Petitioners Are Pressuring Victoria's Secret To Offer Plus Sizes

While it's almost impossible not to be entertained while watching the Victoria's Secret Angels strut their stuff down the runway, it's hard not to notice that every single one of them has slim frames with super toned bodies and curves in all the right places—of course minus any body fat.

Victoria's Secret is the big name in mass-market lingerie, but many plus-size women are often left buying only beauty products since most of the brand's lingerie are not offered in plus sizes.

This is exactly what Victoria's Secret consumer Dana Drew has a problem with. When she goes into her local VS store, she is stuck fantasizing about wearing the pretty little things, but in reality she is checking out with just cosmetics and some body lotion.

So she decided to stand up to the lingerie giant, which controls 35 percent of the market, by starting a Change.org petition asking Victoria's Secret to start to carry plus sizes. (Yeah that's right, over one-third of all lingerie sold in the U.S. comes from VS!)

"My money and my credit are good enough for them, but the fact that I can only buy items like perfume, lotion, and body spray sends the message that my body is not," Drew writes.
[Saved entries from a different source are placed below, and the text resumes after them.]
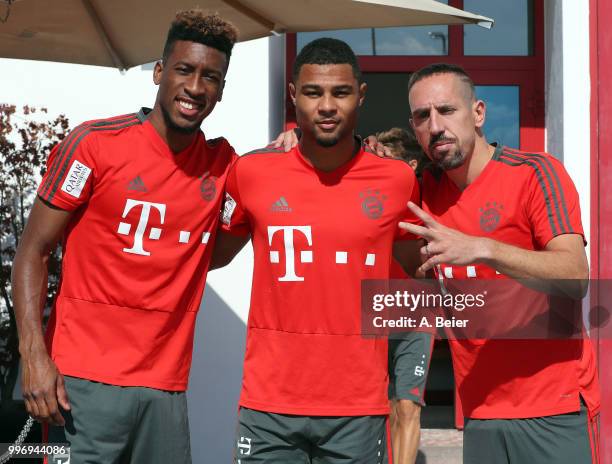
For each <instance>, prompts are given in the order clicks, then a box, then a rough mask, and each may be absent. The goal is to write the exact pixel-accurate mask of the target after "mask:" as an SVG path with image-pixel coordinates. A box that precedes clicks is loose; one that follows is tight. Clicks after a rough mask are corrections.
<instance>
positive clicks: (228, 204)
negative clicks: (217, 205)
mask: <svg viewBox="0 0 612 464" xmlns="http://www.w3.org/2000/svg"><path fill="white" fill-rule="evenodd" d="M235 209H236V201H235V200H234V199H233V198H232V196H231V195H230V194H229V193H227V192H226V193H225V203H224V204H223V212H222V213H221V222H223V224H225V225H226V226H229V225H230V222H231V221H232V216H233V214H234V210H235Z"/></svg>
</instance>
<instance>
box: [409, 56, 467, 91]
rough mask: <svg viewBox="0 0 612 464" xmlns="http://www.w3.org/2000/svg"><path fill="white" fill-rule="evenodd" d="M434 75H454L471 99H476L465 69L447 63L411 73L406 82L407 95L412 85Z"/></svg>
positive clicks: (413, 84) (457, 66)
mask: <svg viewBox="0 0 612 464" xmlns="http://www.w3.org/2000/svg"><path fill="white" fill-rule="evenodd" d="M436 74H454V75H455V76H457V77H458V78H459V79H461V81H462V82H463V83H464V84H466V85H467V87H468V88H469V91H470V95H469V96H470V97H471V98H472V99H474V98H476V89H475V87H474V81H473V80H472V78H471V77H470V76H468V73H466V72H465V69H463V68H462V67H461V66H457V65H456V64H449V63H434V64H430V65H429V66H425V67H424V68H421V69H419V70H418V71H416V72H414V73H412V75H411V76H410V79H409V80H408V93H410V90H411V89H412V87H414V84H416V83H417V82H419V81H422V80H423V79H425V78H426V77H429V76H434V75H436Z"/></svg>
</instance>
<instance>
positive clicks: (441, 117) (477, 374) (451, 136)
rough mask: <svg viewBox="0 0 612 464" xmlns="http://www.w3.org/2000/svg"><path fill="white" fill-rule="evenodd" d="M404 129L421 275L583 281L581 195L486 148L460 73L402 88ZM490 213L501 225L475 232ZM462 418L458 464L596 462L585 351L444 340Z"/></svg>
mask: <svg viewBox="0 0 612 464" xmlns="http://www.w3.org/2000/svg"><path fill="white" fill-rule="evenodd" d="M408 89H409V100H410V108H411V122H412V126H413V128H414V131H415V133H416V136H417V138H418V140H419V143H420V144H421V146H422V147H423V149H424V150H425V152H426V154H427V156H428V157H429V158H430V159H431V160H432V161H433V162H434V163H435V164H436V165H437V166H438V168H440V169H441V172H440V173H438V174H439V175H437V174H432V173H431V172H427V171H426V172H425V173H424V175H423V183H422V208H423V209H420V208H419V207H418V206H416V205H415V204H411V205H410V209H411V210H412V211H413V212H414V213H415V214H416V215H418V216H419V217H420V218H421V219H422V220H423V222H424V226H418V225H414V224H403V225H401V227H402V228H403V229H405V230H407V231H409V232H411V233H413V234H417V235H420V236H421V237H423V238H424V239H425V240H426V241H427V245H426V246H424V247H423V248H422V253H423V254H424V255H426V256H427V258H426V260H425V262H424V263H423V264H422V266H421V267H420V269H419V270H420V272H427V271H430V270H432V269H434V270H436V271H437V273H438V274H439V277H440V278H442V277H444V278H459V279H461V278H468V277H471V278H474V277H476V278H487V279H496V278H499V279H503V278H513V279H538V280H541V279H577V280H578V279H580V280H583V279H587V278H588V272H589V270H588V263H587V259H586V255H585V252H584V236H583V231H582V225H581V222H580V206H579V200H578V193H577V192H576V189H575V187H574V185H573V183H572V181H571V179H570V177H569V175H568V174H567V172H566V171H565V169H564V168H563V165H562V164H561V163H560V162H559V161H558V160H556V159H555V158H554V157H552V156H550V155H549V154H546V153H526V152H522V151H518V150H513V149H510V148H507V147H501V146H497V145H495V144H493V145H489V144H488V143H487V140H486V138H485V135H484V133H483V130H482V128H483V126H484V123H485V115H486V107H485V103H484V102H483V101H482V100H478V99H477V98H476V97H475V93H474V84H473V82H472V80H471V79H470V77H469V76H468V75H467V74H466V73H465V71H464V70H463V69H461V68H460V67H458V66H454V65H448V64H437V65H431V66H429V67H426V68H423V69H421V70H419V71H417V72H415V73H414V74H413V75H412V76H411V78H410V82H409V84H408ZM486 205H498V206H497V213H498V215H499V220H498V221H497V222H496V223H495V224H494V225H493V226H491V225H487V226H486V227H483V226H482V224H481V213H482V211H483V208H484V207H485V206H486ZM450 347H451V351H452V355H453V365H454V368H455V381H456V384H457V389H458V392H459V397H460V400H461V405H462V408H463V412H464V414H465V416H466V419H467V420H466V424H465V432H464V442H463V443H464V462H465V463H467V464H476V463H479V464H480V463H482V462H495V463H517V464H518V463H521V464H522V463H525V462H537V463H538V464H553V463H554V464H565V463H567V464H576V463H587V462H589V463H590V462H598V456H597V432H596V424H597V421H598V412H599V404H600V395H599V387H598V383H597V371H596V367H595V358H594V354H593V348H592V345H591V342H590V340H589V339H588V337H586V336H585V337H584V339H580V340H470V339H466V340H451V341H450Z"/></svg>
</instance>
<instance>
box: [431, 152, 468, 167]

Drew touches on the controversial "The Perfect Body" marketing campaign in her petition, which was eventually removed after the company received pressure from people campaigning against it for its negative body image message.

With 750 people having signed her petition, Drew is not alone in her concerns. There are also a few other petitions going around pressuring the lingerie company to start offering plus-size products, as well as featuring plus-size models.

After the company changed "The Perfect Body" tagline to "A Body for Every Body," Brittany Cordts started a petition telling the brand to put their money where their mouth is and start featuring models that look like real, curvy women.

"Victoria's Secret is the largest retailer of lingerie in America and their annual fashion show reaches about 10 million people," Cordts writes. "It's time for them to realize that they have a social responsibility to stop encouraging a toxic body image to tens of millions of teens and women."

Drew points out in her petition that there are more than 100 million women in the U.S. who wear plus sizes. Plus- size clothing ranges from size 12 to 28. Victoria's Secret's largest size, an extra large, would be the equivalent of a size 16. And with $17.5 billion spent on plus-size clothing last year alone, you would think the company would hop on board.

But still, the brand features thin women, including models Lily Aldrige and Doutzen Kroes who have reported working out four hours a day when preparing for one of the company's famed fashion shows.

And of course these models keep up their best shape year round, just take the company's new Valentine's Day commerical that aired during the Super Bowl for example.

No one will deny that Adriana Lima is beautiful in this ad, but it would nice to celebrate plus-sized women as being beautiful as well.